Je repensais aussitôt à ma propre enfance et au Roi du Nord, si dur et si strict, qui avait fait de nous tous des soldats alors que nous n’avions pas encore appris à lire ou à compter correctement. Ces entraînements physiques au-delà du supportable, petits garçons le nez dans la boue, battus à coups de ceps et engueulés avant d’aller nettoyer les écuries, forcés de porter mailles et casques avant d’apprendre à se tenir correctement à table. Je secouais ces vieux souvenirs, douloureux par la présence de mes frères tous décédés aujourd’hui.


| Tu leur apprendras à dessiner. | concluais-je, essayant de reprendre mes esprits


Je cachais ces vieux démons sous la gloutonnerie, attaquant le morceau de pain durci et grésillant avec le fromage à moitié coulé dessus. Rhaenys en tout cas, saisit l’appât que je lui tends. Elle me détaille. Et je réagis physiquement, même si j’aurais préféré que l’Empereur soit plus digne et plus maître de lui, le peu de tissu qui couvrait ma femme et le désir naturel du matin et de l’intimité se réveillaient toujours bien vite.

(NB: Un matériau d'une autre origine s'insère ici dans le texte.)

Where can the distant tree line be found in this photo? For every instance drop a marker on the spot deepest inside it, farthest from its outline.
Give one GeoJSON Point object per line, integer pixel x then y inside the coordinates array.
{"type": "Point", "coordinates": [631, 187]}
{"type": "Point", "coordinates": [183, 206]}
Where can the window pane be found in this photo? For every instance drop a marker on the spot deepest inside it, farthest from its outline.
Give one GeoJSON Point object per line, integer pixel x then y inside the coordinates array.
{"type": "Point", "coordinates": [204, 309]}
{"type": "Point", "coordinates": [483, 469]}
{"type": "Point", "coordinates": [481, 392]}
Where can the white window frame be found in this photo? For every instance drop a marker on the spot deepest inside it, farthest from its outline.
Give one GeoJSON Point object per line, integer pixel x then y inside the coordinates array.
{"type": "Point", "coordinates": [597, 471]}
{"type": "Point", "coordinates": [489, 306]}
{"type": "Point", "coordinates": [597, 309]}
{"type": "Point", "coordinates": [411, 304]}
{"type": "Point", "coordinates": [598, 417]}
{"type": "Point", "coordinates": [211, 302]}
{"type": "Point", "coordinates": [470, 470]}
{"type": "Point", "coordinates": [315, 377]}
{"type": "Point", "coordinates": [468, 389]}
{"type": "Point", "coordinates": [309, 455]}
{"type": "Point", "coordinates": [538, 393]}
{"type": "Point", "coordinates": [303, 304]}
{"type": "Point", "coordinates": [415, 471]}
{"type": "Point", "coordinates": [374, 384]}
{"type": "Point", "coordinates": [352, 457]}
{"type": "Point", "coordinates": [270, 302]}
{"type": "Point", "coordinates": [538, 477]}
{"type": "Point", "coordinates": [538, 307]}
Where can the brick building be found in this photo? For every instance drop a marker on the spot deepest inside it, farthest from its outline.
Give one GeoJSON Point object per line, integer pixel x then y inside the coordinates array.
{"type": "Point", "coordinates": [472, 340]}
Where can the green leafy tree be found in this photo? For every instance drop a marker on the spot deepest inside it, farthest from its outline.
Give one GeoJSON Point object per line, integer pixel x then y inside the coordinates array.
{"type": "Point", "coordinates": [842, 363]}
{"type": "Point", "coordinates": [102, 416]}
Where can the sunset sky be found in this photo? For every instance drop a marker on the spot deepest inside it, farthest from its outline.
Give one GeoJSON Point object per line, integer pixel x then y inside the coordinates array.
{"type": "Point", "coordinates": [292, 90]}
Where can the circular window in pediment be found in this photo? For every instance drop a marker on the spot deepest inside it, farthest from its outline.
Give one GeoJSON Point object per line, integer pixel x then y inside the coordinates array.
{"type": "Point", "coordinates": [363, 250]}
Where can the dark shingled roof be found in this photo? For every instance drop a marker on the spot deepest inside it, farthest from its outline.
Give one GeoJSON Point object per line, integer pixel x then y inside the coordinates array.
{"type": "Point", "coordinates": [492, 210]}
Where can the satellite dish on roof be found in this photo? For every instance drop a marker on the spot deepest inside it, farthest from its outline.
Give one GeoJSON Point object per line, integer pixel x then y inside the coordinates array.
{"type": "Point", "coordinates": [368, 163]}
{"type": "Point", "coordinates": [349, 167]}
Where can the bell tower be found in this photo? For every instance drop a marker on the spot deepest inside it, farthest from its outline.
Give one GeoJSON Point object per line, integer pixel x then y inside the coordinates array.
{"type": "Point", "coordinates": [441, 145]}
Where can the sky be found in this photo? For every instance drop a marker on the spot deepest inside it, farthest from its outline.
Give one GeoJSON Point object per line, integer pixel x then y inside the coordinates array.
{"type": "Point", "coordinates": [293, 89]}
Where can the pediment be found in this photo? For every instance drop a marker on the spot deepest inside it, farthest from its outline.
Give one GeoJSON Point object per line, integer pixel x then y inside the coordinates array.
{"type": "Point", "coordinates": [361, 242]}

| Auriez-vous oublié ma dame, le Loup qui dort sur votre couche chaque nuit ? Ces prédateurs ont quelques appétits qu’il faut contenter, si l’on ne veut pas qu’ils aillent saigner quelques moutons. |


Je coupe un autre cube de fromage et le pousse de la lame en direction d’Ebryon, qui se fait de plus en plus à ma présence. Mais je ne suis pas fou ; il me tolère et m’accepte, mais ne me donne pas tout le crédit que j’aurais souhaité. C’est un reptile. Le loup lui, est animal de sang chaud, un mammifère. Nous ne saurions pas être plus différents, mais c’était ce monstre de la taille d’un chat que monteraient dans vingt ans nos enfants pour la guerre et la sécurité de l’Empire que nous forgions dans l’ardent creuset de la guerre. Je lâche un « ah » rieur, moqueur et surtout, faussement jaloux.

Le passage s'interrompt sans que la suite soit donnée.